Tempat tinggal Enny berada di sederetan bangunan lama di era 1940-an. Bangunannya bertingkat. Pelataran rumah cukupluas, design tata ruang bangunan rumah tempo dulu. Penataan ruangan di lantai rumah itu sangat vintage. Penuh hiasan dan perabotan antik. Ruang kenangan, full nostalgia. Di sana terpampang foto-foto keluarga, termasuk foto resmi Presiden Soekarno bersama Hariyatie, tahun 1963. Ada juga foto-foto keluarga yang mengabadikan momen Bung Karno di antara keluarga besar Soekarno–Hariyatie. Berikut surat-surat romantis Bung Karno untuk Hariyatie masih tersimpan rapi.
Melihat kertas-kertas amplop kepresidenan yang dipakai Bung Karno untuk menyampaikan pesan kepada Hariyatie, seperti mewakili sifat sederhana dan egaliter Bung Karno sebagai Arek Suroboyo. Dalam surat-surat itu, Bung Karno tanpa tedeng aling-aling mengutarakan isi hati dan pikirannya kepada Hariyatie.

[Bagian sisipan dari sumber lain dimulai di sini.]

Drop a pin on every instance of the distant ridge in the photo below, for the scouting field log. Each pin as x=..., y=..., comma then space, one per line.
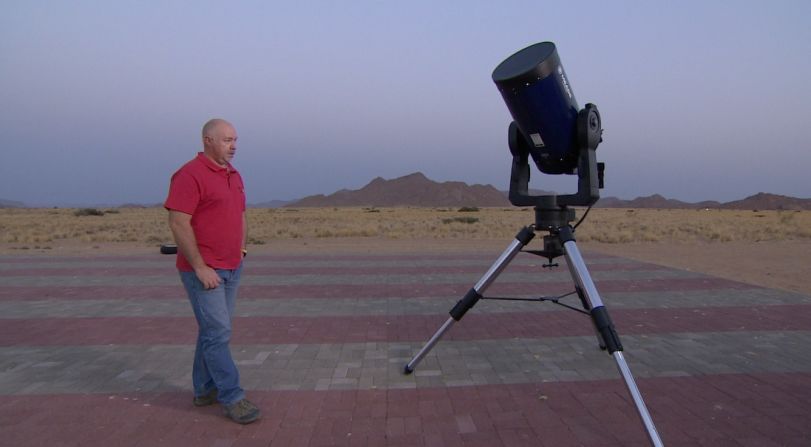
x=410, y=190
x=419, y=191
x=11, y=204
x=759, y=201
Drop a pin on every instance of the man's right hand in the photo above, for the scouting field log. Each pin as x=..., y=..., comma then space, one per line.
x=208, y=277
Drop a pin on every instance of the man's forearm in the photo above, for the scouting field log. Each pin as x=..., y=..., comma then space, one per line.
x=244, y=230
x=187, y=243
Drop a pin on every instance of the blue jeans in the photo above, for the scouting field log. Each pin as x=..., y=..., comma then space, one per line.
x=213, y=308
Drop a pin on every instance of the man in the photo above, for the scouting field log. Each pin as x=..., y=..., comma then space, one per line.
x=206, y=205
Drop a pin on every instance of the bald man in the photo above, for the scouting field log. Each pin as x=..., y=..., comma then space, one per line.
x=206, y=205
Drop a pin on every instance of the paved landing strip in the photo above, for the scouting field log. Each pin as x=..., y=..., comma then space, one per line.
x=96, y=351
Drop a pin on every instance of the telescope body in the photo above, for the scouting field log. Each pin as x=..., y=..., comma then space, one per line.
x=540, y=99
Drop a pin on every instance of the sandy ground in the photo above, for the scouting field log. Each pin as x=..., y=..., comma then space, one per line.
x=781, y=265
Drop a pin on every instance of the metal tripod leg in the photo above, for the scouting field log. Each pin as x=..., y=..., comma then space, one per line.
x=474, y=295
x=605, y=327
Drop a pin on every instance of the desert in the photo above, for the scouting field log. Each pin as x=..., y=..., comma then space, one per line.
x=771, y=248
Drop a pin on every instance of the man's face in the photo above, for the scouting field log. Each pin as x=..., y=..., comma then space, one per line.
x=221, y=144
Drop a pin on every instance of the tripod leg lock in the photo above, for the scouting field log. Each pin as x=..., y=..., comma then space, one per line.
x=606, y=329
x=465, y=304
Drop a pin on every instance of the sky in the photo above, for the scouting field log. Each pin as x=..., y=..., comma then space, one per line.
x=100, y=101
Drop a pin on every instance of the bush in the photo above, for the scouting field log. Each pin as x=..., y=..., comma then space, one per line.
x=467, y=220
x=88, y=212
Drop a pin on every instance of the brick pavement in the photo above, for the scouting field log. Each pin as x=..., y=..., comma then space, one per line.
x=97, y=351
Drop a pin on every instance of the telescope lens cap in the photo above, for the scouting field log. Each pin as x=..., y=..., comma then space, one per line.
x=530, y=64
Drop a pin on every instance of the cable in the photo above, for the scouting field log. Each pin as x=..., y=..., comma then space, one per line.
x=582, y=218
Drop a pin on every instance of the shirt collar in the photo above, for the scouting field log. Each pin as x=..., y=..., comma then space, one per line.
x=213, y=166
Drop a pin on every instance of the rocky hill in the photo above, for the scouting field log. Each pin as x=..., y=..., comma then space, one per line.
x=410, y=190
x=759, y=201
x=11, y=204
x=419, y=191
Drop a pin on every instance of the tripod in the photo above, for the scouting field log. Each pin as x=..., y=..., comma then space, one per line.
x=559, y=241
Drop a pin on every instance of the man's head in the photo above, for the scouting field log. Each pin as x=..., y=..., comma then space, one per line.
x=219, y=141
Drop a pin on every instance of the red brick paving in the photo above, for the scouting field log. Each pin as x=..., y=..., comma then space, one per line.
x=413, y=328
x=706, y=410
x=17, y=293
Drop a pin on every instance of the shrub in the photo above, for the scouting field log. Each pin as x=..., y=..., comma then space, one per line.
x=467, y=220
x=88, y=212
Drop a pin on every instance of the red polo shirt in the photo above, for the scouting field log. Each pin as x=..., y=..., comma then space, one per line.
x=215, y=198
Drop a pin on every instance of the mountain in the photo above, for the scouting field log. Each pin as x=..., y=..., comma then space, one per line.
x=410, y=190
x=759, y=201
x=11, y=204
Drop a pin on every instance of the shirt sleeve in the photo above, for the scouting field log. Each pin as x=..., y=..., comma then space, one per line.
x=184, y=193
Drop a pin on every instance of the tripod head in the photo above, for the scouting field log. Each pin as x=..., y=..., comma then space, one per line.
x=552, y=210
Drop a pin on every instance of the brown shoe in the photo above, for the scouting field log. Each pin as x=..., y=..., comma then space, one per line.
x=243, y=412
x=207, y=399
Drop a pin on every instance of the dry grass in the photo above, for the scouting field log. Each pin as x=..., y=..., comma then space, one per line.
x=43, y=228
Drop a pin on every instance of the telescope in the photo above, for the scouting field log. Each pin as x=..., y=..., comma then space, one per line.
x=549, y=126
x=561, y=138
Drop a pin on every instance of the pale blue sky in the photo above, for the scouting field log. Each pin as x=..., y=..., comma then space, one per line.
x=103, y=100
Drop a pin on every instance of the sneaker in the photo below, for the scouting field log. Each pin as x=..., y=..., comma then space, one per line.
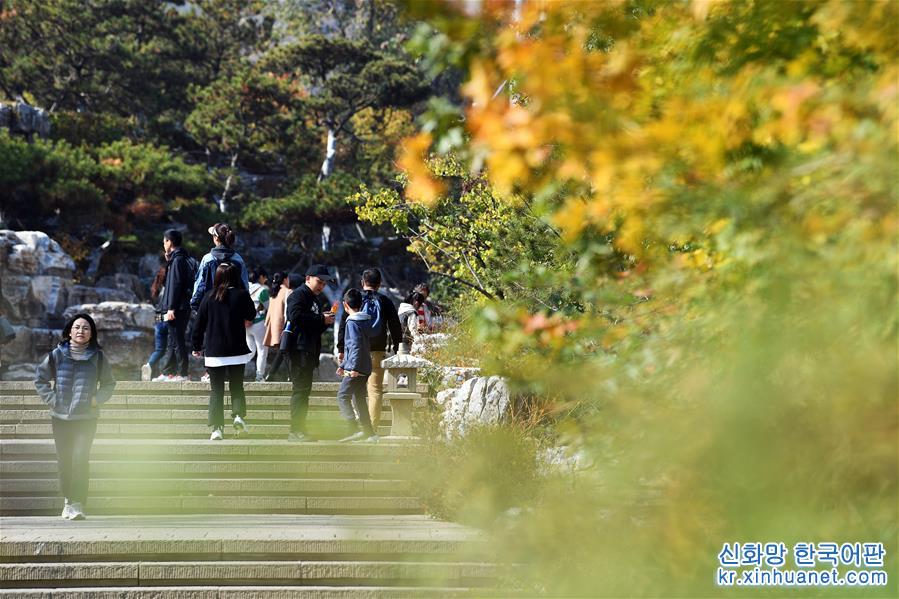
x=357, y=436
x=77, y=511
x=239, y=425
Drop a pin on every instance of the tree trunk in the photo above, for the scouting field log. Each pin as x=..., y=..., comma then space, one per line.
x=330, y=152
x=223, y=202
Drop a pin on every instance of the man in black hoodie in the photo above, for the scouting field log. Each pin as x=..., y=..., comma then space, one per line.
x=308, y=321
x=385, y=321
x=176, y=299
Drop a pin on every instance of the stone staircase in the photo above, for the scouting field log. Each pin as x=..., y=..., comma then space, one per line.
x=172, y=514
x=152, y=456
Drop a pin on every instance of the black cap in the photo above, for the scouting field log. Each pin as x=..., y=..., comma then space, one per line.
x=320, y=271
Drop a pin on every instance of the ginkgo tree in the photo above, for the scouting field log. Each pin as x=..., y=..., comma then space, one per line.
x=735, y=376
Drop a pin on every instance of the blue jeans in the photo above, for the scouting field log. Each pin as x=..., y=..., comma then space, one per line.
x=161, y=338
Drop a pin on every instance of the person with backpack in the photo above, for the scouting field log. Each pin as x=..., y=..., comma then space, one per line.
x=256, y=332
x=384, y=321
x=355, y=368
x=151, y=369
x=220, y=332
x=276, y=320
x=74, y=379
x=223, y=239
x=176, y=302
x=308, y=321
x=409, y=319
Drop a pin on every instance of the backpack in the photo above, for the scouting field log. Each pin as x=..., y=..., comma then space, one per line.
x=209, y=272
x=372, y=307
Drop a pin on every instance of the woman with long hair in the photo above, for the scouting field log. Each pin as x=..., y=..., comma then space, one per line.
x=220, y=332
x=223, y=238
x=74, y=379
x=161, y=328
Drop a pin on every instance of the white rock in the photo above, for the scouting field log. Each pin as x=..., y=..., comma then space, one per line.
x=34, y=253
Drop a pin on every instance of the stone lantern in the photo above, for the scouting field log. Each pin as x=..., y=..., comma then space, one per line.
x=402, y=389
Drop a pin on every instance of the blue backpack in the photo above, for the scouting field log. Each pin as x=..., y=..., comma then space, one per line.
x=372, y=307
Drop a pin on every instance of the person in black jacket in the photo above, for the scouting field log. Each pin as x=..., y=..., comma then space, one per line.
x=387, y=322
x=176, y=300
x=309, y=321
x=220, y=331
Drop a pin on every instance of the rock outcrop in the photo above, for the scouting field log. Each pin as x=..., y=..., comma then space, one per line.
x=36, y=280
x=479, y=401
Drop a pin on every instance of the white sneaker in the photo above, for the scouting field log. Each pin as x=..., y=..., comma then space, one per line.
x=239, y=425
x=77, y=511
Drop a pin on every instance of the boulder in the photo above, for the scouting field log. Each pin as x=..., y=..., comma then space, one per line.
x=127, y=283
x=33, y=253
x=35, y=300
x=85, y=294
x=118, y=316
x=480, y=400
x=30, y=345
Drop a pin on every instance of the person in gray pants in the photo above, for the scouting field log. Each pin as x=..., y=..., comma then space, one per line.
x=74, y=379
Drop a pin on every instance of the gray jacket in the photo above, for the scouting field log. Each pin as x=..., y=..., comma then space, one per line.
x=357, y=346
x=68, y=385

Enny mengaku pernah menjadi anak pancingan Soekarno-Hariyatie saat usianya masih balita. Kata dia, Soekarno orangnya terbuka. Bung Karno tergolong orang yang tidak malu malu mengekspresikan isi hatinya melalui surat-suratnya. Padahal, surat-surat itu tidak dibungkus amplop dan bisa dibaca oleh siapa pun yang disuruh.
“Bukan hanya menyembah, tapi B.K. sering mengangkat kakiku di atas kepala beliau. Tidak malu surat ini dibaca orang lain.”
Kalimatnya Puitis
Soekarno adalah pemimpin besar. Pemimpin yang berpengaruh karena kharisma, ketegasannya, serta keberaniannya. Dia bisa sejajar dengan para pemimpin besar di dunia.
Soekarno sebagai pribadi tetap saja manusia biasa. Tapi sebagai pemimpin besar, Soekarno mampu menunjukkan diri sebagai sosok negarawan yang berkarakter.
Suatu hari, ketika tengah menulis draf naskah sambutan upacara 17 Agustus 1963, Soekarno masih menyempatkan menulis surat kepada Hariyatie. Bukan dalam bahasa Indonesia atau Jawa, tapi dalam Bahasa Inggris.
Bahasa Inggris Bung Karno keren. Grammar-nya bagus dan benar. Kalimat- kalimatnya tersusun rapi. Pilihan diksinya mewakili pancaran isi hati dan pikiran. Kalimatnya puitis. Menunjukkan perasaan yang dalam. Sebuah karya tulis yang dihasilkan dengan cermat.
“I am writting my speech for the 17th of this month. I try to concentrste my mind, to concentrate all my soul, on what I shall say to the people on that day. In doing so, I think of you every moment. Because you are my inspiration, you are my strength of soul. That is why I ask you, my darling, to always strengthen my heart, my mind, my soul. Make me strong, make me the king of kings.
Oh darling, don’t cry in my presence, because it makes me confused. It makes me like a living corpse, it makes me like having no ground. It makes me so weak, so weak, so weak. It makes me cry and weep in my heart. You are my only hold. You are my only strength. You are my only hope. Don’t make me weak and don’t make me have no hope in life. Remember always: you are my only love. I live in you, and you live in me.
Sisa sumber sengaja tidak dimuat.